Thanks for the feedback!

I think dropping the timezone by default isn't good, as it's very counterintuitive.

I think there's some confusion between the options presented above - I'm not advocating for dropping the timezone at all. Apologies, I should have done a clearer writeup of what the design options and questions are.

There are 4 types of objects that I'm not clear on how we should handle:

import datetime

# 1. Timezone Aware Datetime: "2022-12-03T11:42:31.123+00:00"
tz_aware_datetime = datetime.datetime(
    2022, 12, 3, 11, 42, 31, 123, datetime.timezone.utc
)

# 2. Timezone Naive Datetime:  "2022-12-03T11:42:31.123"
tz_naive_datetime = datetime.datetime(2022, 12, 3, 11, 42, 31, 123)

# 3. Timezone Aware Time: "11:42:31.123+00:00"
tz_aware_time = datetime.time(11, 42, 31, 123, datetime.timezone.utc)

# 4. Timezone Naive Time: "11:42:31.123"
tz_naive_time = datetime.time(11, 42, 31, 123)
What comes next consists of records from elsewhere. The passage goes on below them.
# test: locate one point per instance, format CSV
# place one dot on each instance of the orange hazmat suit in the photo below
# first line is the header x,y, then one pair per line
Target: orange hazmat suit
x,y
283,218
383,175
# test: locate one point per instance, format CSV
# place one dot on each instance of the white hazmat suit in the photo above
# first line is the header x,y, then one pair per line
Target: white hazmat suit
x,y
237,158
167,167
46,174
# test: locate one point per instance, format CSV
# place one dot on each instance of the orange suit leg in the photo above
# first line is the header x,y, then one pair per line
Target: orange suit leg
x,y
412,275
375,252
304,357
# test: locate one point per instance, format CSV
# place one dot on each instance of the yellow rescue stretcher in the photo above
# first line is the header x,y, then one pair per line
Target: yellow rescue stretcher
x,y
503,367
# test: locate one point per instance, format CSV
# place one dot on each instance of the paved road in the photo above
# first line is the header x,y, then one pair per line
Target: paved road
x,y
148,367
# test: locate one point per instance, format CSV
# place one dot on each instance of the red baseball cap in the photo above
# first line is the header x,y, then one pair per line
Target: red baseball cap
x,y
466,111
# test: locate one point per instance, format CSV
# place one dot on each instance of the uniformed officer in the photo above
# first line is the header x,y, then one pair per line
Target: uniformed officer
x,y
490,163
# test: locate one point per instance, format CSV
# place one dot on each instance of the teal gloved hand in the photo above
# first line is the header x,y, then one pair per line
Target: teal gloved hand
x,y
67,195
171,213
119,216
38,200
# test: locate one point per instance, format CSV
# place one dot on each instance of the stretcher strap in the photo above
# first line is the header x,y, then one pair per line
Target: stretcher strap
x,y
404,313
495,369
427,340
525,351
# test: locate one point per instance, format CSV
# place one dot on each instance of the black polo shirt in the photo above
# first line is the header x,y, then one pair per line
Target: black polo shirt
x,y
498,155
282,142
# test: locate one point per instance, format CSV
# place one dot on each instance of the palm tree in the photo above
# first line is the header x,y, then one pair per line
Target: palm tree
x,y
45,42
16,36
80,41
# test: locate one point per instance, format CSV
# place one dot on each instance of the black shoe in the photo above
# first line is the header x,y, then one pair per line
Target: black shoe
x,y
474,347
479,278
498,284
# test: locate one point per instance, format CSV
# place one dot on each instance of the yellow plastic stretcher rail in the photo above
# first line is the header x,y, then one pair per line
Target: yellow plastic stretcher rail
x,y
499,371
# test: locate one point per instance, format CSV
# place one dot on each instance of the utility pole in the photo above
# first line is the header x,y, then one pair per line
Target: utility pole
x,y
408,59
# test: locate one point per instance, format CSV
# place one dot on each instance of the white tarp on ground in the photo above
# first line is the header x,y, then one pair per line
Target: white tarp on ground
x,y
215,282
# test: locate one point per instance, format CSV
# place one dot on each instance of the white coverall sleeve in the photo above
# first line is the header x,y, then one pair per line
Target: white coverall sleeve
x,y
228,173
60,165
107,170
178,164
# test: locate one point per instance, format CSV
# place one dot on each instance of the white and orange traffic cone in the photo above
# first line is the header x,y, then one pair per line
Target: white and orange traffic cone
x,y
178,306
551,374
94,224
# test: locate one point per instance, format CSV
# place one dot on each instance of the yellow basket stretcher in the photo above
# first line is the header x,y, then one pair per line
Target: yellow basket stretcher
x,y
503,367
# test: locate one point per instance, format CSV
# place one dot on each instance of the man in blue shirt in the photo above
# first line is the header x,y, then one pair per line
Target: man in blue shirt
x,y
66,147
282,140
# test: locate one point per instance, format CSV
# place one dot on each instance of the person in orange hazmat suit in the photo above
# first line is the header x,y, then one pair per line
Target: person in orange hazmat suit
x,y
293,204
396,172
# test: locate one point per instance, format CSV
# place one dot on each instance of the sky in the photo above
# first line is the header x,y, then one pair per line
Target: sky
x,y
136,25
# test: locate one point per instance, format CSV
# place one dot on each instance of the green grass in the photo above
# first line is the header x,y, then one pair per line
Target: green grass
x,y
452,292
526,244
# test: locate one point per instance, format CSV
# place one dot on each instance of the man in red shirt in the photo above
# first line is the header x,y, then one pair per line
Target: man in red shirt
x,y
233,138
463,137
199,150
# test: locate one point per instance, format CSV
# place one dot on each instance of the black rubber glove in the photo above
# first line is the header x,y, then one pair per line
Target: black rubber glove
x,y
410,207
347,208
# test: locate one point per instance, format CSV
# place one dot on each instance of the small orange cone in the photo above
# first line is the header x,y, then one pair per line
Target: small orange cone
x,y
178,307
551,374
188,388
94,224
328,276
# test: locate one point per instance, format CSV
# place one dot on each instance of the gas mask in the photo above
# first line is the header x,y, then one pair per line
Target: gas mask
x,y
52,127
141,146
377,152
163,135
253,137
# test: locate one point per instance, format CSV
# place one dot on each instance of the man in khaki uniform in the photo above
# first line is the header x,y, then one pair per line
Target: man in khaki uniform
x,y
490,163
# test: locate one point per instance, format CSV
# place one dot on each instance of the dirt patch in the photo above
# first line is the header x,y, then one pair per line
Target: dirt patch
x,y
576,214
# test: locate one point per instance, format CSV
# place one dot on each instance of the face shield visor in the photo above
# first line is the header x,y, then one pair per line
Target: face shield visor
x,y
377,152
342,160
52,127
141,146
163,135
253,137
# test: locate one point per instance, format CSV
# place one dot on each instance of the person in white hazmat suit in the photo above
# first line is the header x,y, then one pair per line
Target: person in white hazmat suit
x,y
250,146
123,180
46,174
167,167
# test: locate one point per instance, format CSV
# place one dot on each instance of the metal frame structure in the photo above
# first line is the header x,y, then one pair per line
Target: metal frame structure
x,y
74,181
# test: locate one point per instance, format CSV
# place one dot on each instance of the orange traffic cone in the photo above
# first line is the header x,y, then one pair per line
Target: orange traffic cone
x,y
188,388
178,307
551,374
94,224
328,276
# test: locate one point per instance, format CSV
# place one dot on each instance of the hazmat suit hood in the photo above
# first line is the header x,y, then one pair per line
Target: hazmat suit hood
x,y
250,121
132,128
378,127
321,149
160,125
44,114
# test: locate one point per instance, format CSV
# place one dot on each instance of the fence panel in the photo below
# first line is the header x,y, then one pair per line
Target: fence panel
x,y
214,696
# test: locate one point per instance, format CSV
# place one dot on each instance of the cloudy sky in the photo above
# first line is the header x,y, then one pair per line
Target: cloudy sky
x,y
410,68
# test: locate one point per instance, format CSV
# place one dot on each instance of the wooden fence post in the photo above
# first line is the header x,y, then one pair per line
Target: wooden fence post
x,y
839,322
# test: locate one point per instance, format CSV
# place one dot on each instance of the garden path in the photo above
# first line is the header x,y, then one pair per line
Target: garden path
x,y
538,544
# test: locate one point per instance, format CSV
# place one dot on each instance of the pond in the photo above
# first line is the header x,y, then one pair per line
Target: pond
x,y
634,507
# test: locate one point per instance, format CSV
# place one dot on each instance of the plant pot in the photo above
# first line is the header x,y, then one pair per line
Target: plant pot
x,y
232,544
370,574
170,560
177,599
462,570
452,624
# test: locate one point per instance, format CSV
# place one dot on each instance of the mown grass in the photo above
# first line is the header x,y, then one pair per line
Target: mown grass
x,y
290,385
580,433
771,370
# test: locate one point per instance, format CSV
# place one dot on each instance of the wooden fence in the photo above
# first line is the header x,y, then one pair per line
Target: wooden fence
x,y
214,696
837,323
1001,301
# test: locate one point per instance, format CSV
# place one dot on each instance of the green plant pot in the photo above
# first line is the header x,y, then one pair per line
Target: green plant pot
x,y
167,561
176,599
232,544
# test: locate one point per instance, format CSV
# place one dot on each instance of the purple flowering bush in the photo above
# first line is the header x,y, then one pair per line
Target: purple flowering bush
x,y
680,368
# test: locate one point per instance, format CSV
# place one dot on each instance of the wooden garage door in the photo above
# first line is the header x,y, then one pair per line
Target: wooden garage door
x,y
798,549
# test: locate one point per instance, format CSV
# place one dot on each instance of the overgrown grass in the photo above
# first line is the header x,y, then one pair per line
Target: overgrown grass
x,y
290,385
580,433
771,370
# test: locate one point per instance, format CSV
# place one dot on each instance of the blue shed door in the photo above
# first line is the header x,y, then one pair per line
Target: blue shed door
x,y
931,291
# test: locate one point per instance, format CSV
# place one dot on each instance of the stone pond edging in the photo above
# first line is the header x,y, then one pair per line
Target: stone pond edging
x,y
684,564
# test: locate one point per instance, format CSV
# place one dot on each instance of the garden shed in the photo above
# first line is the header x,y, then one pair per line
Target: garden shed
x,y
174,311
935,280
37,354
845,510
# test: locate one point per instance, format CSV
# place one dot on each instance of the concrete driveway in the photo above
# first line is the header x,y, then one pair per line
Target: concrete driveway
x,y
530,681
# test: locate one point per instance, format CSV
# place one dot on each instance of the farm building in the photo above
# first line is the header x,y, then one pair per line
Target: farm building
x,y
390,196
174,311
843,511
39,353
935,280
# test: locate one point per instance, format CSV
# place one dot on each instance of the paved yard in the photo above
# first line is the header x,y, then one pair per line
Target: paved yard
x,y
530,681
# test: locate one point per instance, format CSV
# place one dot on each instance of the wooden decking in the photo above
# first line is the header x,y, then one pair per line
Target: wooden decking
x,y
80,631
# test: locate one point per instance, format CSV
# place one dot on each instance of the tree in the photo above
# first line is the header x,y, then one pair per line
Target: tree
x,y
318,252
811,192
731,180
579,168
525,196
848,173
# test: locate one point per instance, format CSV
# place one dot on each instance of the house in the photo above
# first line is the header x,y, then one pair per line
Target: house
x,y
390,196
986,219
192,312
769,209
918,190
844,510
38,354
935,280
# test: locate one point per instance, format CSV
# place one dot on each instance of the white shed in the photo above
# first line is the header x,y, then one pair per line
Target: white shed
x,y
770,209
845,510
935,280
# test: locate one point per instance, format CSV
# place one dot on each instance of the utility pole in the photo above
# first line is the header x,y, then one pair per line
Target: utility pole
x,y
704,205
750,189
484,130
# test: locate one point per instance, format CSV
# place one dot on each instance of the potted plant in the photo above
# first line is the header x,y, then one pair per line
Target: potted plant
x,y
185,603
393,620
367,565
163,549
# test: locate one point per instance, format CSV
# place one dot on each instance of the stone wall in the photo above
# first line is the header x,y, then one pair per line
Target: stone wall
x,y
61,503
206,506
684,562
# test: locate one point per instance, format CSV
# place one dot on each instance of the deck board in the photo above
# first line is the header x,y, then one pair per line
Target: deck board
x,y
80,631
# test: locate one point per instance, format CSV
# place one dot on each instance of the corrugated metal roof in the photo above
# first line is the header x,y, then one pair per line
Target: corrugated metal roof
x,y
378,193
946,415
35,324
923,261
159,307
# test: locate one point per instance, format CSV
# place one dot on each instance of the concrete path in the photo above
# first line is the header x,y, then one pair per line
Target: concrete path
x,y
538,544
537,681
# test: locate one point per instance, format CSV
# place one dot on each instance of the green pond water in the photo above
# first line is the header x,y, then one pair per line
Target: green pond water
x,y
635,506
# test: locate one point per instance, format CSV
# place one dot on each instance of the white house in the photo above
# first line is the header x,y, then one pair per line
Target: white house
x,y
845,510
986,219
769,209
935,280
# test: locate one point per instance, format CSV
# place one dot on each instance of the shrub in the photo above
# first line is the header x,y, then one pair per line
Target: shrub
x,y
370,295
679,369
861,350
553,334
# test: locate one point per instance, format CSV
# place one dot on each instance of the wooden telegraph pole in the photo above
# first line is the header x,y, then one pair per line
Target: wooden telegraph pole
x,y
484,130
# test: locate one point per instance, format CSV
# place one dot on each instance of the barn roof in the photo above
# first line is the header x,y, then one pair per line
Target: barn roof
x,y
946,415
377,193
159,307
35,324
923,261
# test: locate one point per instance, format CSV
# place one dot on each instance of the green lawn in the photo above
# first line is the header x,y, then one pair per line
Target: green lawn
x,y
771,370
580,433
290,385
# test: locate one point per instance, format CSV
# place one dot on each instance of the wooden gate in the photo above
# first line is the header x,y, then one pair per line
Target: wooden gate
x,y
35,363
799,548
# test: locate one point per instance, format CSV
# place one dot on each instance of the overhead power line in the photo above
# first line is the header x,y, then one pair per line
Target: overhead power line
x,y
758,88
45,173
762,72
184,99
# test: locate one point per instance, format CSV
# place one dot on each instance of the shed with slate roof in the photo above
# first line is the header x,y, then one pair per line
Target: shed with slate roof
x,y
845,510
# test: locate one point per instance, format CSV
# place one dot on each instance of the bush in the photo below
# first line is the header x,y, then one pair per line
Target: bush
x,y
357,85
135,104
Currently only the first (timezone aware datetimes) is supported for encoding and decoding. The rest can be handled through custom enc_hook/dec_hook options. I'd like to change these to have builtin support since these are all common types (builtin support will also have much higher performance).

The reason we don't support naive datetimes currently is that RFC3339 (the RFC we follow for our datetime encoding format) doesn't support datetimes without a timezone component. Neither does json-schema (the format="date-time" is only for timezone-aware datetimes). So currently we error for both encoding and decoding to force the user to handle these cases explicitly, opting in to working with naive datetimes. But naive datetimes do have their uses, and other tools do support them by default:

  • orjson supports both naive and aware datetimes. Naive datetimes are encoded without a timezone component, unless OPT_NAIVE_UTC is passed in, in which case naive datetimes are encoded with a UTC timezone. orjson doesn't support timezone-aware time objects at all.
  • django supports both naive and aware datetimes. Naive datetimes are encoded without a timezone component. django doesn't support encoding timezone-aware time objects at all (from following the commits, it appears orjson got this preference from django's implementation).
  • flask supports both naive and aware datetimes. Naive datetimes are treated as UTC by default. Flask doesn't encode datetime.time objects by default.
  • pydantic supports both naive and aware datetime and time objects. Naive objects are encoded without a timezone component.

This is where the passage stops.